That’s why Williams’ growing platform is important to her. While she feels like this newfound attention is a “double-edged sword,” she is grateful because now thousands of people have access to information they didn’t have before and were possibly ignoring due to the privileges they hold.
Before attending NYU, Williams was involved in Kode for Klossy, a female-driven coding program developed by fashion model Karlie Kloss. As a white woman with the proper networks and finances available to create such a successful platform (that she profits from), Kloss’ identity allows her to have unlimited access to make change. It is within this change that Williams received resources Black and non-Black POC coders usually don’t, but has used them to give back to her community and propel her activism.
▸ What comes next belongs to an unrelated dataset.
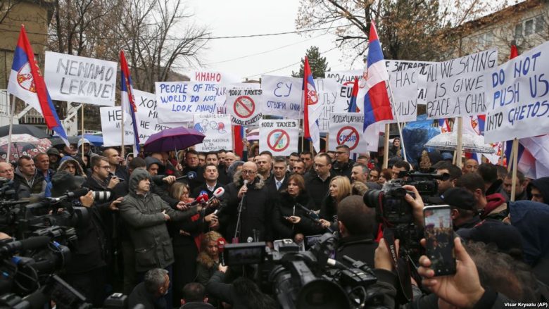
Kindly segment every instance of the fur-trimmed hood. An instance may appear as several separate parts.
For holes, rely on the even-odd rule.
[[[237,188],[240,188],[244,184],[244,182],[242,180],[242,170],[234,173],[232,180]],[[265,179],[263,176],[258,175],[253,180],[253,187],[256,189],[260,189],[263,187],[265,187]]]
At Kode for Klossy, Williams gained foundational knowledge on how to navigate the particular infrastructure necessary to code and build a website. It was in this space and other female-driven STEM organizations that Williams delved into her passion and where women like her could thrive even if their code failed.
Coding a program requires patience like that of a parent teaching a baby how to walk. There is a lot of stumbling but those are stepping stones to understanding mistakes and perfecting the craft of coding. This is especially true when building a website from scratch.
“I never want other people to feel extremely discouraged when they build their first projects because there’s a lot of learning that happens along the way,” Williams says.
While Williams receives compliments about the clear-cut and sophisticated look her website has, she is transparent about the fact that this isn’t her first time creating a platform of this nature.
“When you’re given the proper tools to be able to build so much, as you are with coding, there’s a tendency to pump out new ideas, websites, or projects — and some may stick, but not always everything!” Digital and Community Coordinator of Kode with Klossy Gina Fuchs writes in an email to WSN. “[Williams] is really the kind of person who takes a project and runs with it to fruition.”
Yet, there are moments where Williams feels like she needs a break. Avenues on social media that were once spaces Williams could escape to continue to brim with calls to action, information regarding defunding the police and painful stories about Black people who have been killed by police officers.
While she agrees with the activism showing up on her social media timelines, the subsequent uprisings after George Floyd’s and Breonna Taylot’s deaths has required Williams to constantly think about her personal experiences with oppression. That’s why she takes time away from it all to pause and feel herself grounded among the greenery fields in her backyard. But at the end of the day, Williams understands that her role in coding is bigger than her: that her role as a coder is about the collective desire to abolish systemic oppression against Black people and use her skills to partake in the movement.
The website is a product of the social media activism and a signal that there’s a lot of work that needs to be done to continue showing up for Black people. But it is also a project that shows how powerful the world can be if Black people take control of the steering wheel and sit in the driver’s seat. Williams is in full command of her activism, driving down a path where other Black coders can follow along and ride with her as well.
“This work that I’m doing is more than me,” Williams said. “I want to keep people constantly engaged because this is a problem [where] there can’t be breaks.”